Valentina Cur
Dr. Ernie Kurtz and I, during the last years of his life, spent considerable time exploring the varieties of addiction recovery experience, including variations in the stages and styles of addiction recovery. For me, this exploration of stages and styles began in 1974 when I heard John Wallace present a paper at the Alcohol and Drug Problems Association meeting in Minnesota. The presentation stunned me with its clarity and potential clinical import. Wallace first stated that alcoholics frequently develop a preferred defense structure (PDS) (e.g., denial, minimization, projection of blame, intellectualization, etc.) to sustain excessive drinking and escape its growing consequences.
That starting position was not a new idea to most of us in the audience, but Wallace went on to say that the same PDS that supports drinking may be used as strategic coping mechanisms through the early stages of recovery and that prematurely confronting this brittle, recovery-sustaining PDS could trigger a resumption of drinking. That denial and minimization (of the problems facing the just-sobered), black-white thinking (e.g., "all of my problems are related to my drinking; all I have to do is not drink and everything else in my life will be fine"), and other defense mechanisms could be allies in the recovery process was a striking concept and one pregnant with implications for clinical practice practices which at the time consisted primarily of verbally confronting such defensive gambits.
But then Wallace laid out the third paradox of recovery: the same PDS that supported alcoholism and that could be reframed to support early recovery must be eventually abandoned in later stages of recovery.

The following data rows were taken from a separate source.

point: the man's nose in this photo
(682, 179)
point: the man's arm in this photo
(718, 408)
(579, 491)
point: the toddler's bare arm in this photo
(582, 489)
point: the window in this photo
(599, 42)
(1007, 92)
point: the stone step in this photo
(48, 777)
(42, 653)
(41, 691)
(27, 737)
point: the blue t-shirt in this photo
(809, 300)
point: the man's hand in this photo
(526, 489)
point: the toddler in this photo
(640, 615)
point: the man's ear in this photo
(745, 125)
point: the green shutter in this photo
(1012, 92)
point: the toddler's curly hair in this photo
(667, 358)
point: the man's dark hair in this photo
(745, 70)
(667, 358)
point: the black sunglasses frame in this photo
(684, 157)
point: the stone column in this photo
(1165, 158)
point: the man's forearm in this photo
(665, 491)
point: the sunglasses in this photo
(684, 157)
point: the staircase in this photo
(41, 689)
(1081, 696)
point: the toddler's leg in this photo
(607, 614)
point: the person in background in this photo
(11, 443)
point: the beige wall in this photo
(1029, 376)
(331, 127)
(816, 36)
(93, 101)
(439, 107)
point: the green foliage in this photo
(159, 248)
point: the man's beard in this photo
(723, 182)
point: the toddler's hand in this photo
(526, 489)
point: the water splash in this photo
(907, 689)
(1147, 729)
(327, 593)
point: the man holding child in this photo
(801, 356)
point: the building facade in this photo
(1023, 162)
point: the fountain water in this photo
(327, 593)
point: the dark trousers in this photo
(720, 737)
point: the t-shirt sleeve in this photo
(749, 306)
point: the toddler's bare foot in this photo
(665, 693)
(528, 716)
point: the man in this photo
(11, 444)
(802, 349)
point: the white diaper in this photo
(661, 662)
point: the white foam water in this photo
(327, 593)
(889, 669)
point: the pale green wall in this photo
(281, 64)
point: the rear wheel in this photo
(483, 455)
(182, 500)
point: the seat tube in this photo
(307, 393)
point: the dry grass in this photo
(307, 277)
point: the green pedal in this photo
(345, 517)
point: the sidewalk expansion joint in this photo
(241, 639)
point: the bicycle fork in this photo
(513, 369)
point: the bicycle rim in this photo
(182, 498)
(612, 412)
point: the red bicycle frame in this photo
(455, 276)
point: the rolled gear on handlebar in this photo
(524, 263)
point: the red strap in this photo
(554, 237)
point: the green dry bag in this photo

In Wallace's view, the latter transition was crucial to fully stabilize recovery, as well as enhance maturity and quality of life in long-term recovery.
I have been closely observing the addiction recovery process for half a century. I have been struck by two extremes: people whose fragile recovery is forever frozen at a primitive stage of development, and people who go through metamorphic changes that transform their character, values, and the quality of their interpersonal relationships. In the former, drug use has ceased or radically decelerated in frequency, intensity, and consequences, but this change remains nested within the same self-centeredness, resentfulness, dishonesty, and intolerance that often characterizes active addiction. This former pattern has been referred to as the "dry drunk" syndrome. In the latter style, the radically altered person-drug relationship is accompanied by dramatic enhancements in global health and functioning, as well as changes in character and identity--changes AA co-founder Bill Wilson characterized as "emotional sobriety."
It is easy to cast these widely varying styles of recovery into the boxes of bad and good, but time and experience have softened that view for many of us as we have come to see how each style can exist within the same person (and within ourselves) at different stages of the long-term recovery process. Also of note is that the executive brain functions of some people may have been severely and even permanently damaged from addiction, precluding tolerance of the ambiguity and more complex decision-making of the transformative style of recovery.
Today's guiding mantra is "Whatever it takes--recovery by any means necessary under any circumstances." While we can deeply admire those in recovery who have used the recovery experience as a catalyst for personal transformation (via humility, gratitude, tolerance, service, etc.), we can also admire those who must tenaciously cling to those crude early defenses as a way to keep the plug in the jug. Both are deserving of respect and admiration.